When the admitting team seems to have already done everything you would have thought of (and more!), it can be really intimidating. When that happens, you need your ‘weird causes of hypercalcemia with high activated vitamin D levels’ list saved somewhere handy (Figure 5).
D. More Data
Given the severe presentation without a diagnosis despite extensive investigation, and the history of kidney stones in his sibling, focused genetic studies were performed. These revealed homozygous mutations in CYP24A1, the gene which encodes 24(OH)ase, the key enzyme for breaking down 1,25(OH)2 vitamin D to water soluble products for excretion.
E. The Final Diagnosis and Management
When faced with hypercalcaemia and increased 1,25(OH)2 vitamin D levels, you must first rule out lymphoma and the more common granulomatous diseases like TB and sarcoidosis. After that, the diagnosis is going to be rare.
In this case, the positive family history gave a hint towards a genetic cause and focussed genetic testing was performed. CYP24A1 mutations (Figure 6) leading to hypercalcemia are increasingly recognized with modern genetic sequencing techniques.
- The CYP24A1 mutations cause impaired breakdown of 1,25(OH)2 vitamin D by 24-hydroxylation by 24(OH)ase, in the intestine and kidney.
- This leads to increased levels of 1,25(OH)2 vitamin D, and therefore hypercalcaemia
The hypercalcaemia seen in CYP24A1 mutations is sensitive to vitamin D intake, and the infantile form (idiopathic infantile hypercalcaemia) is often exacerbated by exogenous vitamin D drops. However, adult onset presentations of variable spectrum of severity are increasingly reported, and are also noted to be exacerbated by vitamin D intake or ultraviolet B exposure, just like the ‘seasonal hypercalcaemia’ seen in sarcoidosis.
How is hypercalcaemia in CYP24A1 mutations managed?
Our patient’s kidney dysfunction only partially improved with volume expansion. He was advised:
- conventional calcium stone prevention, which included adequate water intake and low sodium chloride diet
- avoidance of vitamin D products and sunlight exposure
- bone mineral density testing
It was noted that his serum calcium fluctuated over years of follow-up, often corresponding to his level of sunlight exposure.
Addition of the antifungal agent and cytochrome P450 inhibitor fluconazole to inhibit 1α-hydroxylase has also been successfully used, though the long term safety profile of this strategy is unknown.
E. Take Home Points
- Take home points
- Remember the basics in hypercalcaemia – first check intact PTH and if low, check 25-OH vitamin D, 1,25(OH)2 vitamin D and PTHrP levels.
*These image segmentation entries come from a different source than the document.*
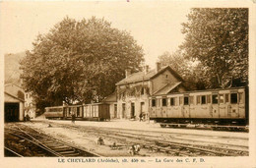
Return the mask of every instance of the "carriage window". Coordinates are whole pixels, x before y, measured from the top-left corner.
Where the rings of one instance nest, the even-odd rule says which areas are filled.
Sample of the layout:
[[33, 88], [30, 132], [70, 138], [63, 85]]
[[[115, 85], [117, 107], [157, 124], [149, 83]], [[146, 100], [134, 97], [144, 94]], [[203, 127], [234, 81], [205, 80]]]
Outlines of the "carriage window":
[[152, 99], [152, 106], [156, 107], [156, 99]]
[[175, 105], [175, 98], [174, 97], [170, 98], [170, 105], [171, 106]]
[[200, 104], [200, 95], [197, 95], [197, 104]]
[[189, 104], [194, 104], [194, 96], [189, 97]]
[[162, 105], [162, 106], [166, 106], [166, 105], [167, 105], [167, 103], [166, 103], [166, 98], [162, 98], [162, 99], [161, 99], [161, 105]]
[[237, 103], [237, 93], [231, 93], [231, 103]]
[[213, 97], [213, 104], [218, 104], [218, 94], [214, 94], [212, 97]]
[[183, 104], [183, 97], [179, 97], [179, 105]]
[[80, 116], [80, 108], [77, 107], [77, 116]]
[[229, 102], [229, 94], [224, 94], [224, 101], [225, 103]]
[[188, 97], [184, 97], [184, 105], [188, 105]]
[[211, 103], [211, 95], [207, 95], [207, 103]]
[[239, 92], [239, 103], [243, 103], [243, 93]]
[[142, 95], [144, 94], [144, 88], [141, 89], [141, 94], [142, 94]]
[[224, 94], [220, 94], [220, 103], [224, 103]]
[[206, 104], [206, 96], [205, 95], [201, 96], [201, 103]]

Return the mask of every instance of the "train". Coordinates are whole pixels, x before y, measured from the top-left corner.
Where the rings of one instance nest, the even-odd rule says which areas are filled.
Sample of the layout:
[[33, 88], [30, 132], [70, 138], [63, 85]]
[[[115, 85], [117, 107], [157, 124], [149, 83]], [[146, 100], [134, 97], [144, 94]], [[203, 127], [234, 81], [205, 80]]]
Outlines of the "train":
[[248, 127], [248, 87], [206, 89], [150, 96], [150, 120], [161, 127], [190, 124], [220, 129]]
[[44, 112], [44, 116], [46, 119], [69, 120], [72, 118], [73, 114], [75, 115], [76, 120], [110, 120], [109, 105], [105, 103], [45, 107]]

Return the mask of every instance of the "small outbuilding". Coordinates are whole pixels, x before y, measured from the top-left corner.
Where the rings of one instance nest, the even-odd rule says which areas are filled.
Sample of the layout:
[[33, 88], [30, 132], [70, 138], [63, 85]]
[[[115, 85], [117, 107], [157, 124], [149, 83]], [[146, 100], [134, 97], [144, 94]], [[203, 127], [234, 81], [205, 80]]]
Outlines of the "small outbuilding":
[[116, 119], [117, 116], [117, 98], [116, 98], [116, 92], [113, 92], [112, 94], [105, 97], [102, 102], [109, 104], [109, 112], [110, 112], [110, 118]]
[[10, 84], [5, 85], [5, 122], [24, 121], [24, 90], [20, 86]]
- Hypercalcaemia with raised 1,25(OH)2 vitamin D should raise concern for ectopic 1α-hydroxylase production by lymphoma, sarcoidosis or TB. If ruled out, then review the list of rare causes.
- Genetic diagnoses are increasingly being recognized with sophisticated techniques, and often there will be clues in the family history. Making the diagnosis can open up new treatment strategies, such as the use of fluconazole in CYP24A1 mutations.